Il luminol sulla scena del crimine

In tutti i film e serie poliziesche quando la polizia scientifica arriva sulla scena del crimine spruzza ovunque la soluzione di luminol per ottenere eventualmente una luminescenza blu pallido quando venisse a contatto con tracce di sangue invisibili a occhio nudo.

Da un punto di vista chimico, per luminol si intende il 5-ammino-2,3-diidro-1,4-ftalazinedione, ma non viene utilizzato puro, ma mescolato ad altre sostanze chimiche, fondamentali affinché si abbia la reazione desiderata.

La soluzione di luminol contiene anche un agente ossidante, il perossido di idrogeno, e una soluzione alcalina di idrossido di sodio che crea l’ambiente basico per la reazione. È a questo punto che entra in gioco il sangue perché gli atomi di ferro contenuti nell’emoglobina (fai l’esercizio 45) fungono da catalizzatori, favorendo l’azione ossidante del perossido di idrogeno. La reazione produce energia, promuovendo gli elettroni del prodotto di reazione, il 3-amminoftalato, a livelli di energia più elevati (stato eccitato). Quando la molecola rilassa, cioè gli elettroni tornano allo stato fondamentale, rilasciano energia sotto forma di luce (fotoni), dando luogo al fenomeno della chemiluminescenza blu.

Il luminol può rilevare la presenza di sangue a diluizioni fino a una parte per milione.

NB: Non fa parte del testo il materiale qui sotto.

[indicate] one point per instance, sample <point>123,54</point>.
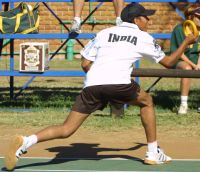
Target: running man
<point>108,62</point>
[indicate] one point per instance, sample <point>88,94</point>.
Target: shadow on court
<point>82,151</point>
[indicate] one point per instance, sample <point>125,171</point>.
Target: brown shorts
<point>97,97</point>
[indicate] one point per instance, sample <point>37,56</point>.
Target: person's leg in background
<point>78,8</point>
<point>184,88</point>
<point>118,6</point>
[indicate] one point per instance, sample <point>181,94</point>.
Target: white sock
<point>31,140</point>
<point>184,100</point>
<point>152,147</point>
<point>78,19</point>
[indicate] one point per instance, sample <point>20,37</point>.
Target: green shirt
<point>192,52</point>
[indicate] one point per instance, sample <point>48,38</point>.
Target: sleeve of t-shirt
<point>176,38</point>
<point>149,49</point>
<point>89,52</point>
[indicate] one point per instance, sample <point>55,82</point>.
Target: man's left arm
<point>86,64</point>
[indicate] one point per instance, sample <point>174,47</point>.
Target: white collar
<point>132,25</point>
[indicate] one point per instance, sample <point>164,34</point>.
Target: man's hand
<point>190,39</point>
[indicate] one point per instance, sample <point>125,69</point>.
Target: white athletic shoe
<point>76,27</point>
<point>118,21</point>
<point>159,157</point>
<point>17,147</point>
<point>183,109</point>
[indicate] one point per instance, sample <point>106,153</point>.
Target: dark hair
<point>134,10</point>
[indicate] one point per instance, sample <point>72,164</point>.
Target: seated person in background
<point>78,7</point>
<point>190,59</point>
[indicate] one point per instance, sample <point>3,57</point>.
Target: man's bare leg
<point>20,144</point>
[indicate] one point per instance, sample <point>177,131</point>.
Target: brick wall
<point>162,22</point>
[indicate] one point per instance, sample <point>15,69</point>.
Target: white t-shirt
<point>113,52</point>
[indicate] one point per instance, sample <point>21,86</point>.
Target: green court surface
<point>100,165</point>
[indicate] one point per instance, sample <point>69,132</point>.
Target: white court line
<point>51,158</point>
<point>81,170</point>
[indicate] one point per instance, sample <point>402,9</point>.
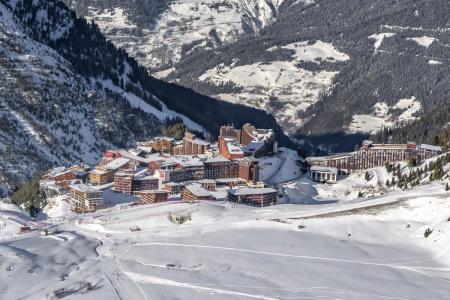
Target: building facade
<point>323,174</point>
<point>253,196</point>
<point>84,198</point>
<point>155,196</point>
<point>371,155</point>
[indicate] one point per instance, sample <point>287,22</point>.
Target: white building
<point>323,174</point>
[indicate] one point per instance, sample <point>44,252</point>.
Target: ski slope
<point>231,251</point>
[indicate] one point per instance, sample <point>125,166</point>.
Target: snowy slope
<point>50,113</point>
<point>182,26</point>
<point>281,87</point>
<point>237,252</point>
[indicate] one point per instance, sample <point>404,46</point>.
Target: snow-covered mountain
<point>49,113</point>
<point>158,33</point>
<point>67,94</point>
<point>328,67</point>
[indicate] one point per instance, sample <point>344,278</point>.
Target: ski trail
<point>337,260</point>
<point>161,281</point>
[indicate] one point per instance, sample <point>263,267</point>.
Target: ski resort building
<point>372,155</point>
<point>154,196</point>
<point>173,188</point>
<point>323,174</point>
<point>131,182</point>
<point>192,145</point>
<point>253,196</point>
<point>159,144</point>
<point>84,198</point>
<point>247,141</point>
<point>104,172</point>
<point>195,192</point>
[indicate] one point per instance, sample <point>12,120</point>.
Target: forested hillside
<point>332,67</point>
<point>67,94</point>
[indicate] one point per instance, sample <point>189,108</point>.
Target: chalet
<point>253,196</point>
<point>85,198</point>
<point>131,181</point>
<point>195,192</point>
<point>173,188</point>
<point>323,174</point>
<point>371,155</point>
<point>154,196</point>
<point>253,141</point>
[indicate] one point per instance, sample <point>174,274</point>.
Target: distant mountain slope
<point>67,93</point>
<point>159,32</point>
<point>328,67</point>
<point>49,113</point>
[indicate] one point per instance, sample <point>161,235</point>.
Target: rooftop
<point>117,163</point>
<point>251,191</point>
<point>198,190</point>
<point>84,188</point>
<point>324,169</point>
<point>429,147</point>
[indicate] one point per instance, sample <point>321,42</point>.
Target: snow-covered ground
<point>294,88</point>
<point>231,251</point>
<point>183,26</point>
<point>382,115</point>
<point>282,167</point>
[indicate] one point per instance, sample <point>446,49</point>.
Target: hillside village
<point>165,169</point>
<point>238,168</point>
<point>169,213</point>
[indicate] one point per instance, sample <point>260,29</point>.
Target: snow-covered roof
<point>117,163</point>
<point>254,146</point>
<point>251,191</point>
<point>216,159</point>
<point>233,147</point>
<point>429,147</point>
<point>172,184</point>
<point>153,192</point>
<point>97,171</point>
<point>84,188</point>
<point>58,171</point>
<point>324,169</point>
<point>198,190</point>
<point>132,156</point>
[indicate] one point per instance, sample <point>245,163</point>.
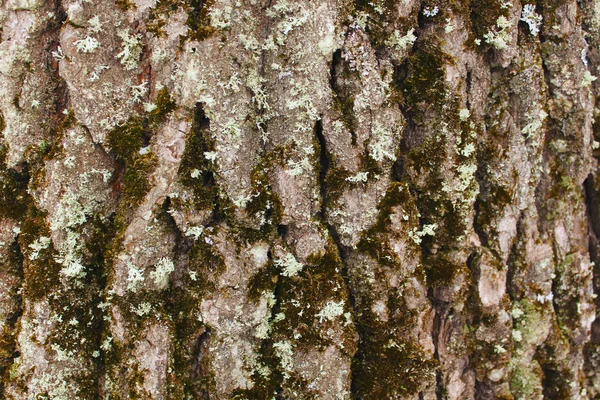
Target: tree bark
<point>252,199</point>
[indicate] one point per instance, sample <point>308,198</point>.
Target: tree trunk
<point>277,199</point>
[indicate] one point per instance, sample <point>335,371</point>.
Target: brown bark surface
<point>277,199</point>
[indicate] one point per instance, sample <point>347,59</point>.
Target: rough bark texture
<point>277,199</point>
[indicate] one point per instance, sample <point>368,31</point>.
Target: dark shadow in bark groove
<point>324,162</point>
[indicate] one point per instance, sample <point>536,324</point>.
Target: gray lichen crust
<point>277,199</point>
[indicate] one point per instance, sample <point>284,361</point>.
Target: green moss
<point>41,276</point>
<point>425,84</point>
<point>124,5</point>
<point>314,287</point>
<point>484,16</point>
<point>135,180</point>
<point>199,19</point>
<point>263,281</point>
<point>384,350</point>
<point>373,242</point>
<point>126,140</point>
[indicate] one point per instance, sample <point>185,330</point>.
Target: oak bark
<point>273,199</point>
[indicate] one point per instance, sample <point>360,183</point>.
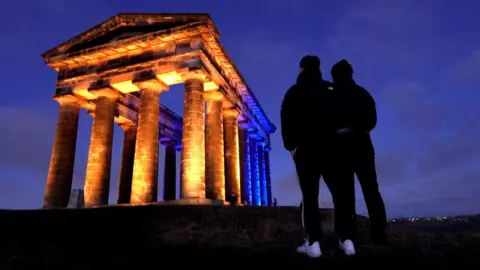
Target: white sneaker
<point>312,251</point>
<point>347,247</point>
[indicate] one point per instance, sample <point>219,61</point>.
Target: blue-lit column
<point>254,171</point>
<point>245,180</point>
<point>268,179</point>
<point>262,173</point>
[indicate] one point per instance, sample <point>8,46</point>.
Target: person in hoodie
<point>307,131</point>
<point>355,118</point>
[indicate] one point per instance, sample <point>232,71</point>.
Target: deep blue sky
<point>419,59</point>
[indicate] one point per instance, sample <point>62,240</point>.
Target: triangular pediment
<point>127,25</point>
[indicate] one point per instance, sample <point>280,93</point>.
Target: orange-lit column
<point>97,178</point>
<point>169,173</point>
<point>214,159</point>
<point>232,158</point>
<point>193,138</point>
<point>145,165</point>
<point>60,172</point>
<point>128,154</point>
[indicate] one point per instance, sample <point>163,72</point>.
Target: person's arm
<point>368,115</point>
<point>287,117</point>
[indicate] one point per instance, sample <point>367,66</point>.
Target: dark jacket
<point>306,112</point>
<point>355,108</point>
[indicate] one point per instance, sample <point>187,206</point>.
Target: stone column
<point>254,171</point>
<point>97,179</point>
<point>232,158</point>
<point>170,173</point>
<point>262,173</point>
<point>60,171</point>
<point>245,181</point>
<point>126,170</point>
<point>145,164</point>
<point>214,145</point>
<point>267,175</point>
<point>193,138</point>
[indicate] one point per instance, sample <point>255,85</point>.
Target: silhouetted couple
<point>326,128</point>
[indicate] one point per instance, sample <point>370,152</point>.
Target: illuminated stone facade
<point>117,71</point>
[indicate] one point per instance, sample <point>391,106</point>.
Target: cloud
<point>26,138</point>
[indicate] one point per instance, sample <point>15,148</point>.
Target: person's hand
<point>344,130</point>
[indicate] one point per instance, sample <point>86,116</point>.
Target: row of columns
<point>210,164</point>
<point>255,173</point>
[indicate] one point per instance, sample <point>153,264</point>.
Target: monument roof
<point>130,22</point>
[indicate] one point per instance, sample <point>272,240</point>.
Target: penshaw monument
<point>117,71</point>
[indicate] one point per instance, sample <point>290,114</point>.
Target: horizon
<point>423,71</point>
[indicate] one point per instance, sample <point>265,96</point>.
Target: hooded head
<point>310,64</point>
<point>342,72</point>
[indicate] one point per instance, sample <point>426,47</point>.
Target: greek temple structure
<point>117,71</point>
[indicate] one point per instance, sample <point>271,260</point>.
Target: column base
<point>193,202</point>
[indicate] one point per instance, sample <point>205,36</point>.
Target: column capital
<point>198,74</point>
<point>66,99</point>
<point>105,91</point>
<point>213,95</point>
<point>149,80</point>
<point>232,112</point>
<point>262,143</point>
<point>126,126</point>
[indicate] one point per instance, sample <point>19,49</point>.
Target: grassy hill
<point>204,236</point>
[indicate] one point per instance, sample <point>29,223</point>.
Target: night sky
<point>419,59</point>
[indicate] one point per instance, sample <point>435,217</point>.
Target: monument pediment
<point>127,25</point>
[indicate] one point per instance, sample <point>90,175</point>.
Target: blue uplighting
<point>255,177</point>
<point>248,176</point>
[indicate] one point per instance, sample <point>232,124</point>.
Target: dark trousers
<point>311,165</point>
<point>354,157</point>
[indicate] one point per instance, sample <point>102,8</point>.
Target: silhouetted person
<point>355,117</point>
<point>306,132</point>
<point>232,199</point>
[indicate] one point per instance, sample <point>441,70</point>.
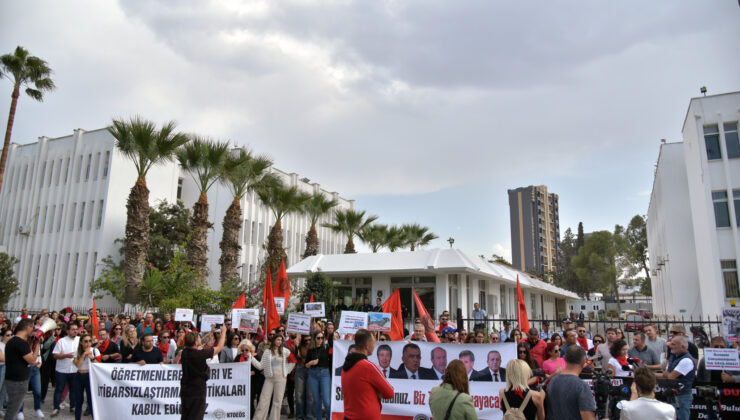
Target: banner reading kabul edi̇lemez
<point>128,391</point>
<point>427,361</point>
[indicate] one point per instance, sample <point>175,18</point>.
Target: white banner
<point>411,397</point>
<point>129,391</point>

Nelle serie poliziesche il luminol viene proposto come la soluzione per la ricerca di prove di presenza occulta di sangue. Nella realtà le cose non stanno proprio così perché la luminescenza dura solo 30 secondi e va registrata e documentata immediatamente. Inoltre, sono diverse le sostanze che hanno potere catalizzante sul luminol, come ad esempio la candeggina, la ruggine e gli enzimi perossidasi, che possono dare falsi positivi. Non ultimo, si pone il problema che la soluzione di luminol può danneggiare altre prove come presenza di enzimi e proteine, oppure, essendo una soluzione acquosa, può causare diluizione nelle impronte di sangue, creando una sbavatura che le rende illeggibili. Quindi, il luminol, pur essendo un valido strumento nelle investigazioni, viene usato in modo comprovante più nelle serie televisive che non nella realtà.

Il luminol viene comunque impiegato sulla scena del crimine dai reparti di investigazione scientifica della Polizia e dei Carabinieri, ma in modo molto mirato perché è una sostanza altamente tossica, e affiancato da altri test confermativi.

Oltre alle applicazioni investigative sul sangue, il luminol serve in biochimica per la ricerca del rame, del ferro e del cianuro e per identificare specifiche proteine.